Вся кровь прилила к лицу, Катя вздрогнула. В таком тоне подруга с ней еще не разговаривала.
– Маша, моего мужа зовут Вадим, а не Вадик. Для тебя он может и не принц, а меня вполне устраивает. И в отношениях у нас все хорошо, дай бог каждому.
(По крайней мере, с посторонними девицами Вадик замечен не был).
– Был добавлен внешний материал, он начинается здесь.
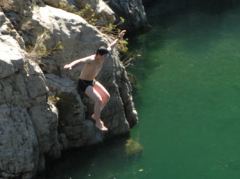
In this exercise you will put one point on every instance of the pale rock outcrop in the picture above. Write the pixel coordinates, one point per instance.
(80, 39)
(42, 114)
(28, 124)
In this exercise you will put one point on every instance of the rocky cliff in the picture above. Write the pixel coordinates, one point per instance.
(41, 113)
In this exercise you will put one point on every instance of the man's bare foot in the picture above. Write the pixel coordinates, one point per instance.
(99, 124)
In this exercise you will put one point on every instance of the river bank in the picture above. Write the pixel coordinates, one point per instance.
(188, 102)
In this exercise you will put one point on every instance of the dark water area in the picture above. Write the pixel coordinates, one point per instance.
(188, 99)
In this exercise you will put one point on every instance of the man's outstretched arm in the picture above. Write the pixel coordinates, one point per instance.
(81, 60)
(120, 36)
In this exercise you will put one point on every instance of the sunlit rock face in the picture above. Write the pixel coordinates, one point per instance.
(28, 123)
(41, 112)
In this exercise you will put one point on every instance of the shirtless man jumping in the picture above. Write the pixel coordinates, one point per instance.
(87, 83)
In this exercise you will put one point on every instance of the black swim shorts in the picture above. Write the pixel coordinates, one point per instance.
(83, 84)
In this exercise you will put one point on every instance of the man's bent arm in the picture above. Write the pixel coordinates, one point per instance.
(81, 60)
(120, 36)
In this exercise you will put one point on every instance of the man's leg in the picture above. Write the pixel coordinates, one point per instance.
(103, 92)
(98, 103)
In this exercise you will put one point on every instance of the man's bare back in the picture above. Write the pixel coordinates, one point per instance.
(87, 83)
(91, 69)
– О господи, я что, тебя обидеть хотела, что ли? Конечно, все у вас хорошо, еще бы было не хорошо, ты же у нас красотка! Я просто знаю, что такие как ты, от природы красивые, потом расслабляются, а возраст – он берет свое. Тебе двадцать, а мне двадцать четыре, и я уже вижу у себя кое-какие изменения и делаю кое-какие процедуры. Сейчас тебе еще рано, но главное – не упустить момент. Иначе потом сложнее будет. Я тебя запишу к своему косметологу, профилактика – наше все.
– Да не обижаюсь я. Я знаю, ты мне добра желаешь. Если бы не ты и твои советы, чтобы я здесь делала одна. Ты меня, можно сказать, в люди вывела.
(Как же, черта с два. Нервы свои вымещает перед операцией. Над прислугой своей издевайся, стерва. Все-таки порой Машка бывает невыносима. Жаль, что других подруг у Кати здесь нет).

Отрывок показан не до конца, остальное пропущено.